Wednesday, December 3, 2014

Movie Review: Moebius

Directed by: Ki-duk Kim.
Written by: Ki-duk Kim.
Starring: Jae-hyeon Jo (Father), Eun-woo Lee (Mother/Mistress), Young-ju Seo (Son).

I have to admit, I really do not understand the appeal of Korean director Ki-duk Kim. He has had a fairly long, prolific career – where he has won awards at some of the most prestigious film festivals in the world, and has received fairly positive reviews throughout his career – and yet, I cannot think of one of his films that I have not hated. His films are filled with young, psychopathic characters, who Kim seems to think are misunderstood outsiders deserving of our sympathy. His films are full of brutal violence, depraved, incestuous sex – and yet instead of being an exploitation director, like some of his countrymen, he takes everything way too seriously – and many have followed along. After last year’s Pieta – which I despised – I had pretty much decided to ignore new films from him – I was done. But when I heard the premise of Moebius – I decided to give him another chance. There is no way in hell that even Ki-duk Kim could take a movie with multiple penises being cut off too seriously. He had to be making some sort of silly exploitation movie – which I think, should he want to, he could actually pull off. Sadly, while Moebius is surely silly throughout – once again, Kim seems to be taking everything too seriously – that he believes he is saying something profound about masculinity and sexuality. He isn’t.

The best thing about Moebius is that the movie contains absolutely no dialogue. That’s good, because there are few writers who write worse dialogue than Kim. The movie is about one screwed up family (which may not in fact be the most screwed up in Kim’s filmography). The father (Jae-hyeon Jo) is having an affair – and when his wife (Eun-woo Lee) finds out about it, she is angry. She tries to cut off her husband’s penis – but he’s smart enough to run away before she can get it done. So, she decides to get back at her husband in the only logical way imaginable – by cutting off their son’s penis. The husband tries to get it back from her, so it can re-attached (one assumes), but fails – because she eats it. The fathers mistress – also played by Eun-woo Lee by the way – is gang raped by a gang of youth – including the son, who simply mimes rape, since he’s missing a penis, and decides to get revenge on the leader of that group by – you guessed – chopping off his penis (this leads to a rather funny sequences, with a penis thrown into the middle of the street, and people fighting to get there before it gets run over). Meanwhile, the Father starts looking into ways men can get sexual satisfaction without a penis – and comes across some sort of abrasion masturbation –which in most movies would lead to the ickiest scenes, but no so here. He also decides to have his own penis surgically removed to donate to his son – who has been the subject of much mockery at school. But his penis seems to have a mind of his own – and once attached to the son, will not become erect, unless it’s for his mother.

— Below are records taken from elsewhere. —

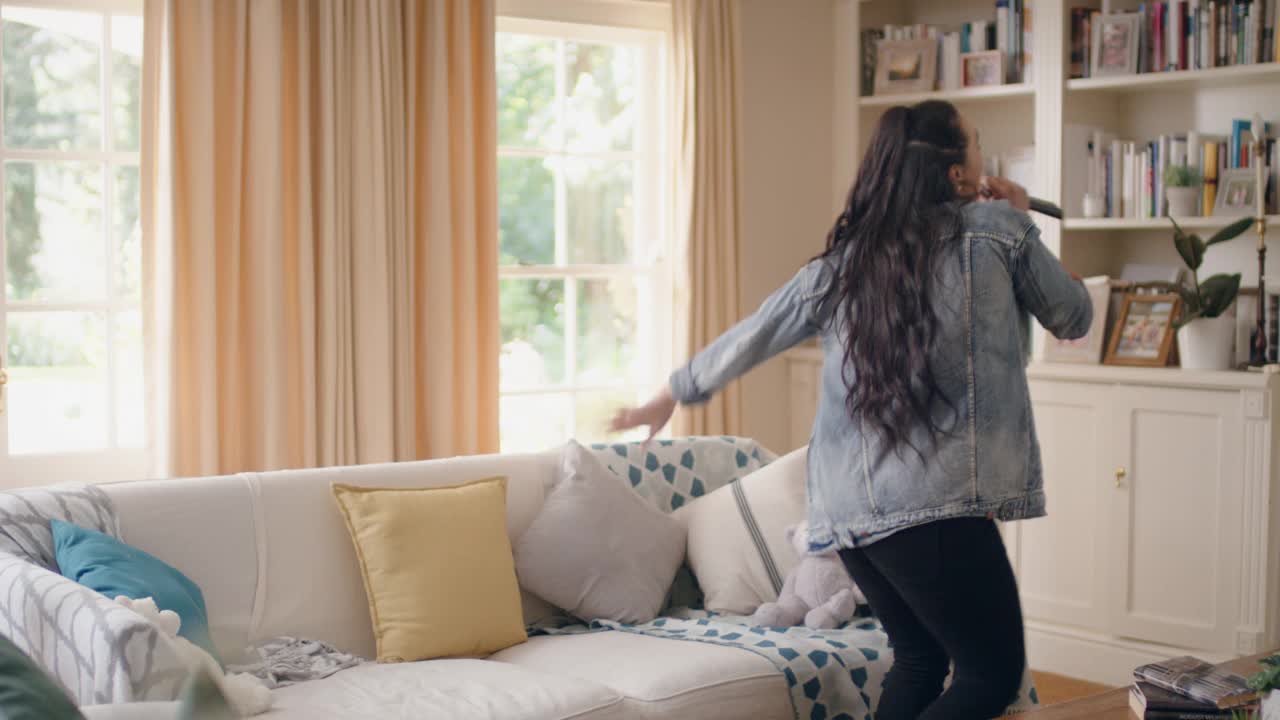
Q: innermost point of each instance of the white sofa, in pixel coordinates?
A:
(273, 557)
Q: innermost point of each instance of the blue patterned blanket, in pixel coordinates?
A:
(831, 674)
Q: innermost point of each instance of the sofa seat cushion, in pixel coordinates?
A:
(662, 678)
(458, 689)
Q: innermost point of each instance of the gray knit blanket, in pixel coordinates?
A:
(284, 661)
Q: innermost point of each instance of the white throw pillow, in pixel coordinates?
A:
(597, 548)
(737, 546)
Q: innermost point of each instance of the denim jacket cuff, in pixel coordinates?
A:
(684, 388)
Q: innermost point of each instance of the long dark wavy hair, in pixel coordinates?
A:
(886, 244)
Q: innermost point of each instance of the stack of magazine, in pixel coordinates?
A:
(1187, 688)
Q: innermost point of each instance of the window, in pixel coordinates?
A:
(584, 259)
(71, 308)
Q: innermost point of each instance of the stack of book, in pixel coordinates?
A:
(1185, 688)
(1128, 176)
(1009, 31)
(1188, 35)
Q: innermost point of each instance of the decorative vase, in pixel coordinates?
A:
(1207, 343)
(1183, 201)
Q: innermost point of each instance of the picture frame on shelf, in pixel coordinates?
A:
(1235, 192)
(905, 65)
(1143, 335)
(982, 69)
(1084, 350)
(1115, 45)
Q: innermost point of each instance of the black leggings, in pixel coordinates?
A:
(945, 593)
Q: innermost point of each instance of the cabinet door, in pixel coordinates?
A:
(1059, 557)
(1175, 507)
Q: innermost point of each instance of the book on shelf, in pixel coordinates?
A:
(1197, 679)
(1129, 174)
(1152, 702)
(1008, 30)
(1189, 35)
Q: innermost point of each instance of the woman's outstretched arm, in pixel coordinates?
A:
(785, 319)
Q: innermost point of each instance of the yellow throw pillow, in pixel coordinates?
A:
(438, 569)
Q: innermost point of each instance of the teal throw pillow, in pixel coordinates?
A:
(27, 692)
(113, 568)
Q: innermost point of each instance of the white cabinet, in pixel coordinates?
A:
(1056, 557)
(1162, 534)
(1174, 515)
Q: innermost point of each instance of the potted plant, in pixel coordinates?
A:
(1265, 682)
(1182, 190)
(1206, 333)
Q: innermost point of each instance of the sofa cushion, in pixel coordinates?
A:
(597, 548)
(457, 689)
(437, 568)
(206, 528)
(663, 678)
(737, 546)
(24, 515)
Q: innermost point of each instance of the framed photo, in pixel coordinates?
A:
(1115, 45)
(1144, 331)
(1235, 192)
(983, 68)
(905, 65)
(1088, 349)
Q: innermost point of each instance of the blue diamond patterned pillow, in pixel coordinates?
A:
(671, 473)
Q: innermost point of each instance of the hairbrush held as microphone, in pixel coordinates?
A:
(1042, 206)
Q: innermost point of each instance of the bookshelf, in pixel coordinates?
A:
(1239, 76)
(1100, 591)
(959, 96)
(1198, 223)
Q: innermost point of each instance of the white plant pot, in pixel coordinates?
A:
(1183, 201)
(1207, 343)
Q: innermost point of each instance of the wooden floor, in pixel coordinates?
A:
(1057, 688)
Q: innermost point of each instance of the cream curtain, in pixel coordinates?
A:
(320, 231)
(705, 91)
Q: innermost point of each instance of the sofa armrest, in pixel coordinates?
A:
(132, 711)
(99, 651)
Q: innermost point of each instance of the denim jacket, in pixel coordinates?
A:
(986, 461)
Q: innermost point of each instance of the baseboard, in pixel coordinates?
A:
(1096, 657)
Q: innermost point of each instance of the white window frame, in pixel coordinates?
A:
(88, 465)
(652, 214)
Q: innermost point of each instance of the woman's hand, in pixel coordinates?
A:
(656, 414)
(1001, 188)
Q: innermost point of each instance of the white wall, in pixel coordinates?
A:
(787, 168)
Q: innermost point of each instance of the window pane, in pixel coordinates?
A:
(600, 206)
(56, 382)
(126, 81)
(127, 233)
(51, 78)
(530, 423)
(129, 399)
(593, 411)
(526, 212)
(54, 247)
(599, 112)
(526, 91)
(606, 332)
(533, 332)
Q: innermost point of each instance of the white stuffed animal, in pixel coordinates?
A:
(818, 592)
(243, 692)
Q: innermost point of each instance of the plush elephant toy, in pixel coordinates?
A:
(818, 592)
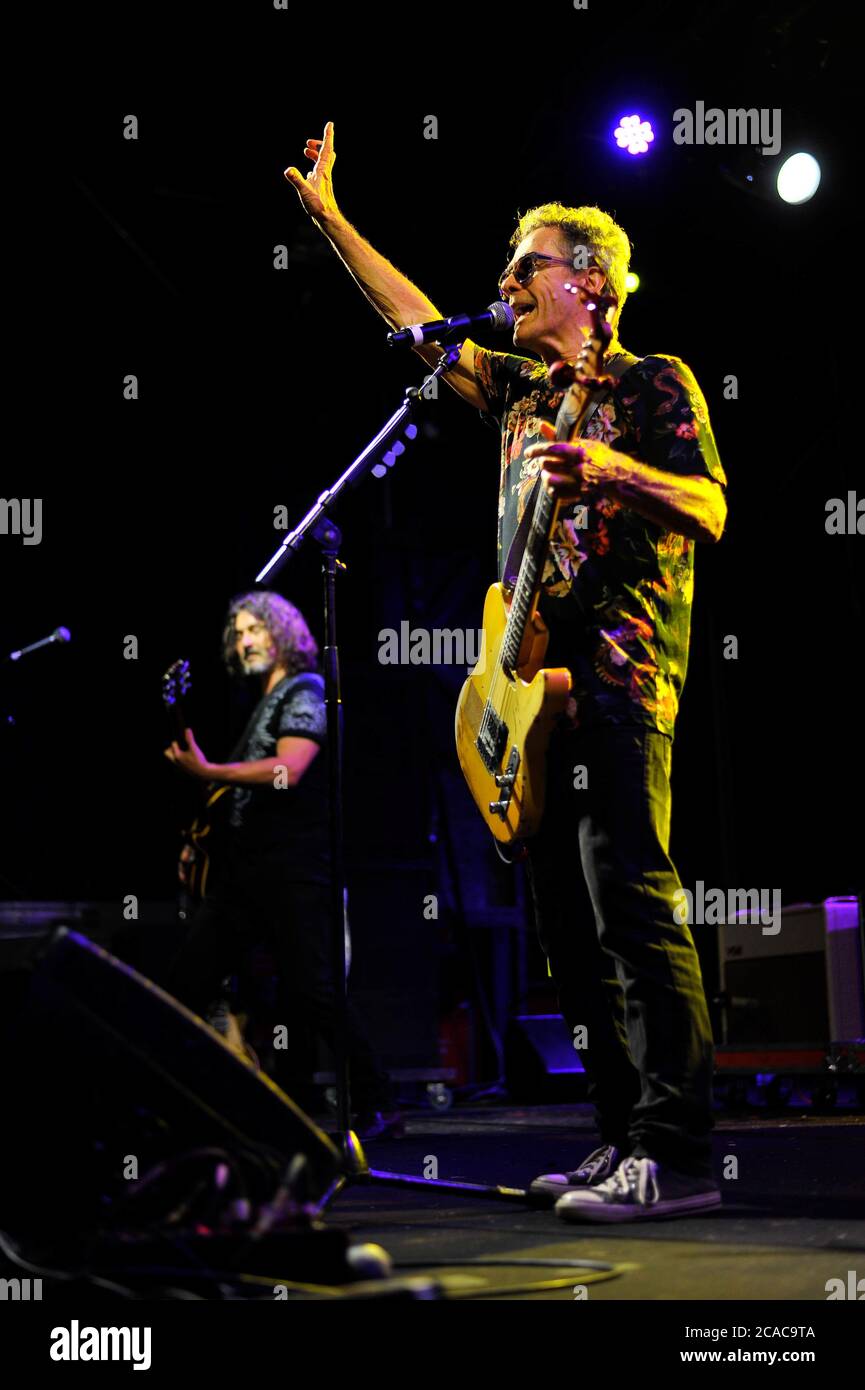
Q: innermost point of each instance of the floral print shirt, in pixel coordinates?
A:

Now, if Kim had decided to simply make an insane, ridiculous, silly exploitation film – than perhaps Moebius could have worked. I mean, you just read the brief outlined I wrote – is there anyway that you think this movie could possibly take itself seriously. Sadly, that is what Kim tries to do. He seems to believe that his scenes about abrasion masturbation, and the various penises being cut off adds up to some sort of statement on male sexuality. At least, he attempts to depict something with the male sexuality – the female characters, both played by the same woman, are simply there to cut off penises, have sex, get raped and otherwise just get used and abused by the men in the film. Kim has long since outed himself as a misogynist – and this probably isn’t even his worst example of it – but it’s pretty damn sickening anyway.

The movie does work –in fits and starts – when it just goes purely over the top – like that scene with the penis being thrown into trouble. And at least without dialogue, I didn’t roll my eyes as much as I did when watching Pieta – or some of his other films. The best thing I can say about Moebius, is that I think I may well like it more than I have any other Ki-duk Kim film. The worst thing is that even if that’s true, it’s still an awful film – one of the worst of the year.